I have an old Hackintosh which I no longer use, except as a server to access 2 RAIDs made of 6 disks.

The machine is too big, uses too much power, makes too much noise, and generates too much heat to justify just being a file server.

So I'm looking for an economical way to 're-house' the disks in some kind of box/enclosure that will be smaller, quieter, and more energy efficient — and which I will be able to access from my new laptop, preferably with Thunderbolt?

The 2 RAIDs contain 6TB of data; they were set up with Disk Utility:

  • A 'safe' 4TB RAID 1 (mirror) made of 2 x 4TB disks, 3.68TB used
  • A 'fast' 8TB RAID 0 (striped) made of 4 x 2TB disks, 2.41TB used

Is there a good NAS/enclosure/dock that will let me house the disks and not lose the data? I.e., will my machine 'see' the existing RAID structure?

Ideally it would be one box, like the Pegasus R6 — which unfortunately is NOT available without disks.

And I don't really need the 'fast' storage anymore; I'm OK with putting all on one big RAID10 or RAID1 volume.

Best Answer

You're using Apple's RAID which means you need a device which just hosts the discs and then your new laptop will see them and use the existing RAID structure. This rules out NAS.

AS these are existing RAID arrays you can't simple merge them together to create a single new RAID. At least, you can't while keeping the data on them.

Essentially, in one device you just need a 6+ array of the disks to be presented as individual drives to the new machine, which will then pull them together into the RAID.

You could also use any number of single, double, quad enclosures too, but, I'm assuming you want a single device.

A device like this: http://www.tigerdirect.com/applications/category/category_slc.asp?CatId=4274&Nav=|c:4269|&Sort=3&Recs=10 would do it in one.

Put the drives in, connect to your new laptop and start using RAID.

If you've happy to lose a drive, the Drobo's are pretty neat. Not the fastest, but very usable, and generally easier than normal RAID. It's the easier, most it-just-works storage solution.

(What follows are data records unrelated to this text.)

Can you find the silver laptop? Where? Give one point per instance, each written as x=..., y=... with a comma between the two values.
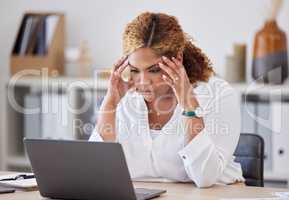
x=83, y=170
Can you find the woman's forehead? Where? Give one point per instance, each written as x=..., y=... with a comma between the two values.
x=143, y=58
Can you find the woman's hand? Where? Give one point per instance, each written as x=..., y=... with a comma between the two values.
x=117, y=86
x=178, y=79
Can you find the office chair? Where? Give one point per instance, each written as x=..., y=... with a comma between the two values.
x=250, y=154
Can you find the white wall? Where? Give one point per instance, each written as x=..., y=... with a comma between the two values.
x=215, y=25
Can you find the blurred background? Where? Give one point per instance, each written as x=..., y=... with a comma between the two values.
x=88, y=36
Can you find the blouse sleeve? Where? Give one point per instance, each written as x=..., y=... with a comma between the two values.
x=95, y=136
x=205, y=157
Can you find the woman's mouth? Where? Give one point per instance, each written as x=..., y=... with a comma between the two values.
x=145, y=92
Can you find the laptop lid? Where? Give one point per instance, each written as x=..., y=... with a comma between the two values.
x=80, y=169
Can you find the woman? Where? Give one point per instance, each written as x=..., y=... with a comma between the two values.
x=174, y=117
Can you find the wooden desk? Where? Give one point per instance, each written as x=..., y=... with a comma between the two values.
x=177, y=191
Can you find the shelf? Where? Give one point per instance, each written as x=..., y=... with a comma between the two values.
x=275, y=176
x=61, y=82
x=261, y=89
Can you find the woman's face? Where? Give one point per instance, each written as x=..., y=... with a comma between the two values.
x=146, y=74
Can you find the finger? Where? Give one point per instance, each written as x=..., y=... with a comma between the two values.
x=170, y=63
x=172, y=74
x=179, y=66
x=168, y=80
x=122, y=67
x=120, y=62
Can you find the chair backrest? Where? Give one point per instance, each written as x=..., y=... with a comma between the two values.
x=250, y=154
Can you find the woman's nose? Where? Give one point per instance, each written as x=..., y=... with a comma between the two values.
x=144, y=79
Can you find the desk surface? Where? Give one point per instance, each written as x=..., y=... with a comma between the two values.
x=177, y=191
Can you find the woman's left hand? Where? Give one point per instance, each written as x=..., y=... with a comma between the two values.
x=179, y=81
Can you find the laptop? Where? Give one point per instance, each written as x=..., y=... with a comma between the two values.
x=83, y=170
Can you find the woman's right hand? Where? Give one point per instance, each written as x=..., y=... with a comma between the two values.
x=117, y=86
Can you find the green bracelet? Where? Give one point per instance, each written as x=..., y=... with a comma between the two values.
x=189, y=113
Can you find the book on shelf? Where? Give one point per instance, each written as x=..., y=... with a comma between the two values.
x=39, y=43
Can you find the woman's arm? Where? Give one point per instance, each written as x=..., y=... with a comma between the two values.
x=207, y=153
x=106, y=120
x=105, y=129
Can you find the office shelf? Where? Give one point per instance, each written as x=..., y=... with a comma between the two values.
x=12, y=154
x=11, y=146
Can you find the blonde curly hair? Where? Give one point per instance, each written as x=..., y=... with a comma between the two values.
x=163, y=34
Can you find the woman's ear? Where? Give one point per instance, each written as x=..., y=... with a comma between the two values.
x=180, y=56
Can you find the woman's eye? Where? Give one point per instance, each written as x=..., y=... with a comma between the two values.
x=155, y=70
x=134, y=71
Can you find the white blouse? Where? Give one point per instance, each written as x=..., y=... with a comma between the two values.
x=206, y=160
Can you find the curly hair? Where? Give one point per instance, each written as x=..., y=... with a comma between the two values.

If you want to get geeky, then ZFS is the best solution: https://openzfsonosx.org However, it's still essentially beta (despite being very stable), and it's not an officially support Apple filesystem. It'll give you a nice range of options to use your disks with. Again - this requires a rebuild, unless you were really cunning and broke the RAIDs up, kept the data on one half, at least the mirrored one, started a new ZFS and then copied the data over and created two mirrored vdevs in a pool together. You'd need a spare 2Gb drive in the meantime.